Nick Romito, CEO of VTS, mentioned that New York City’s return to in-office work reflects the city’s distinctive cultural and economic dynamics, particularly in the finance and tech sectors. SL Green Realty Corp., a real estate investment trust focused on Manhattan office and retail spaces, recently reported earnings that missed revenue expectations. However, analysts highlighted a further tightening in the office market as leasing demand picks up.

During a call with analysts, SL Green Realty CEO Marc Holliday pointed out that the city’s Office of Management and Budget predicts around 38,000 new office-using jobs by 2025, primarily in finance, business services, and information technology. Holliday emphasized the expected strong demand for office space throughout 2025, with increasing on-site attendance as companies call employees back to the office.

SL Green ended the year with 92.5% occupancy and anticipates over 93% leased occupancy in the upcoming year. IBM recently expanded its lease at One Madison Avenue by 92,663 square feet, bringing its total footprint at the property to more than 362,000 square feet. IBM’s senior vice president for transformation and operations, Joanne Wright, highlighted the commitment to advancing the technology sector in New York City and New York State through collaborative workspaces.

While New York leads in office recovery, VTS notes improvements in other markets. San Francisco experienced a 32% annual growth rate in demand, surpassing New York’s growth rate, albeit from a weaker starting point. Seattle and Chicago saw growth rates of around 15% each as companies in those cities adopt hybrid work models requiring consistent in-office presence.

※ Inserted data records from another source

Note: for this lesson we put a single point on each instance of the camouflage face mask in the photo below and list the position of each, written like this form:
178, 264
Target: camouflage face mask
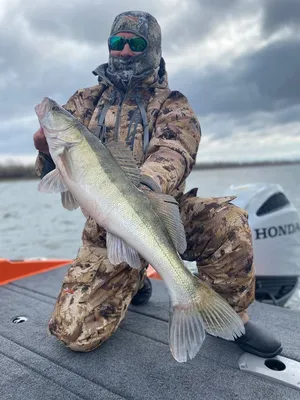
123, 70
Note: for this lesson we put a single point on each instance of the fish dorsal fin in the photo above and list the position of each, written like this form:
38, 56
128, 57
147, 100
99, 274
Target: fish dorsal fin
124, 158
68, 201
52, 183
168, 210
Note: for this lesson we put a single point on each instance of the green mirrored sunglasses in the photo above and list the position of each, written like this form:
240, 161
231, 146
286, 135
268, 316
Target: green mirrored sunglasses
136, 44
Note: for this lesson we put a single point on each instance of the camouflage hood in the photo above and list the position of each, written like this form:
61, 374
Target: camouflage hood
124, 72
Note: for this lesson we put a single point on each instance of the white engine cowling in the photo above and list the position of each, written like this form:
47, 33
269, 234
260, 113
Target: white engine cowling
275, 226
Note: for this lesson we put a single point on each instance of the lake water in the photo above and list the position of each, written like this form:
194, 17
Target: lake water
34, 224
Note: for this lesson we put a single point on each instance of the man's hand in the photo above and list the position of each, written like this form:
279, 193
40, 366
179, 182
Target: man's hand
40, 142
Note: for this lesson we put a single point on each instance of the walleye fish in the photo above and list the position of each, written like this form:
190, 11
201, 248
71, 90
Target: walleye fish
105, 182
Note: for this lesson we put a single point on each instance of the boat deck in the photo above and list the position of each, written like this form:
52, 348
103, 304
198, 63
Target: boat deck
135, 363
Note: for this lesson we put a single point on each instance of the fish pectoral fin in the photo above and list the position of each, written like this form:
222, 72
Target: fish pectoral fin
52, 183
124, 158
168, 210
118, 251
85, 213
68, 201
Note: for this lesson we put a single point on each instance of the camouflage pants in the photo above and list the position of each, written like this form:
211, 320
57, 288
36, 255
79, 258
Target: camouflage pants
95, 295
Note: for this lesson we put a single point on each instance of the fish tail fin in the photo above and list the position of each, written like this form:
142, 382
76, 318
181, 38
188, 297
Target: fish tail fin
206, 311
186, 332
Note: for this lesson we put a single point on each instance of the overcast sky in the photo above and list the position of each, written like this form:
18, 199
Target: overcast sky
237, 61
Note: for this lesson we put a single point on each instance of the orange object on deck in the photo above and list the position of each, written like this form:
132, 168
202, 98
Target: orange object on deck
11, 270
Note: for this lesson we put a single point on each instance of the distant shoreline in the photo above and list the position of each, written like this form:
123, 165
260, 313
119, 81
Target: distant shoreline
20, 172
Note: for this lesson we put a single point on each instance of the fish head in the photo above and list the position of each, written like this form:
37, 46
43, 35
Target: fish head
58, 124
53, 117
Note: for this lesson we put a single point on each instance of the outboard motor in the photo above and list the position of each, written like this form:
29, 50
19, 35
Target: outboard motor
275, 226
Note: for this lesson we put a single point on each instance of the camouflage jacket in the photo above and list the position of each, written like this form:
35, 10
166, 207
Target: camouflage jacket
157, 123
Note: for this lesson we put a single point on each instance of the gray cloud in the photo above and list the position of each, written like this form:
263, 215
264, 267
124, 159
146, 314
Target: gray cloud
280, 14
259, 89
265, 80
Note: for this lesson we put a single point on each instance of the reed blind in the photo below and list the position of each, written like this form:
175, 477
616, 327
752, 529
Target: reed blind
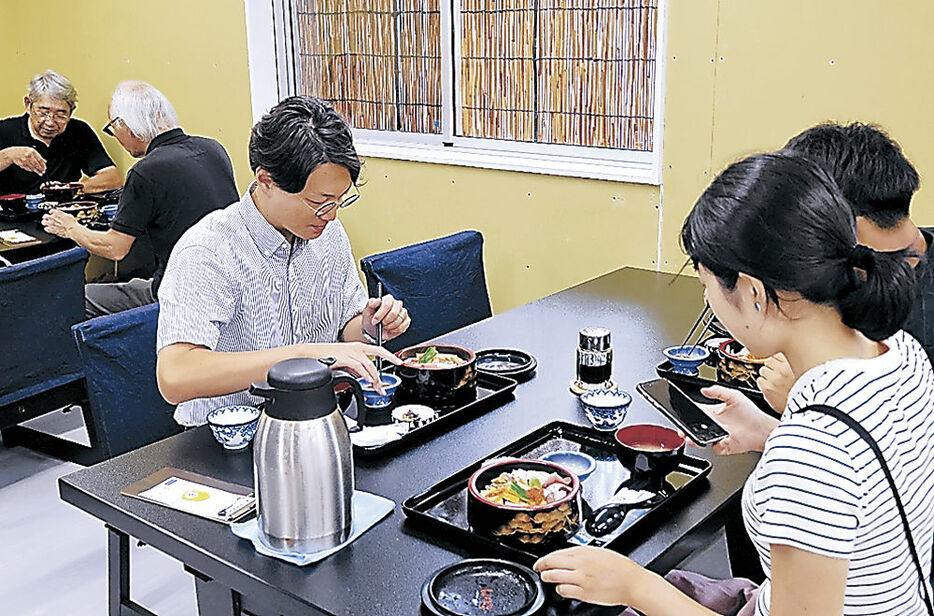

Ryan Masiello, chief strategy officer of VTS, stated that while some markets like New York City are swiftly returning to traditional office settings, the national outlook indicates slow but steady progress. Nationally, demand in the fourth quarter increased by 12% from the previous quarter, contrary to historical declines during this period.

Masiello highlighted the significance of this growth, noting that businesses are showing a willingness to invest in office space despite economic uncertainties, signaling increased confidence and long-term planning.